Evidence may exist to support a finding that Damien suffered from anaphylaxis which led to his death. The fact that Damien died within 24 hours of receiving the shot is troubling. However, we may not substitute our judgment for that of the Special Master in such circumstances. The Special Master had the opportunity to evaluate the witnesses’ demeanor and to judge their credibility. We have no such opportunity.
II. Waiver of Encephalopathy Argument
Petitioners argue that the Special Master ignored evidence that Damien suffered another table injury, Encephalopathy. They did not make this argument before the Special Master. Petitioners argue that facts supporting the encephalopathy argument were raised before the Special Master, so they did not waive this argument. Petitioners did waive the encephalopathy argument, and we cannot address it now.
“Any fact or argument not raised specifically in the record before the special master shall be considered waived and cannot be raised by either party” on review. RCFC, Appendix J, Vaccine Rule 8(f) (emphasis ours). To preserve an issue for review, petitioners must argue the issue below. See Weddel v. Secredary of Dep’t of Health & Human Servs., 23 F.3d 388, 390 n. 2 (Fed. Cir.1994) (Failure to raise equitable tolling argument before the special master was fatal to petitioner’s case); Jay v.
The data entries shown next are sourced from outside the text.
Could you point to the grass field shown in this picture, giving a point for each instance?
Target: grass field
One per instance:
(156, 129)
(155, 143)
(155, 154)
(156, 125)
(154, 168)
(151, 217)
Secretary of Dep’t of Health & Human Servs., 998 F.2d 979, 983 (Fed.Cir.1993) (Shock collapse issue waived after petitioners failed to pursue or defend the theory raised in petition). An argument is not preserved by pointing to facts supporting the argument in the record. Neither Petitioners’ counsel nor their expert witnesses made reference to encephalopathy. We must find that Petitioners waived the issue of whether Damien suffered the table injury encephalopathy.
III. Lack of Evidence Showing Bias
Petitioners argue that the Special Master was biased against the petitioners’ witnesses at the evidentiary hearing. No evidence of bias exists in the record, and such an argument is improper.
CONCLUSION
We cannot set aside the Special Master’s decision for any of the reasons advanced by
. This may be a harsh result in the circumstances of this case. Congress delegated to this Court the authority to promulgate rules recommended by the special masters that would carry out the aims of the Act. See § 300aa-12(d)(2). Rule 8(f) states that arguments considered by this court upon review must have been made "specifically" to the Special Master. While this rule remains in place, we may not consider arguments appearing for the first time on review.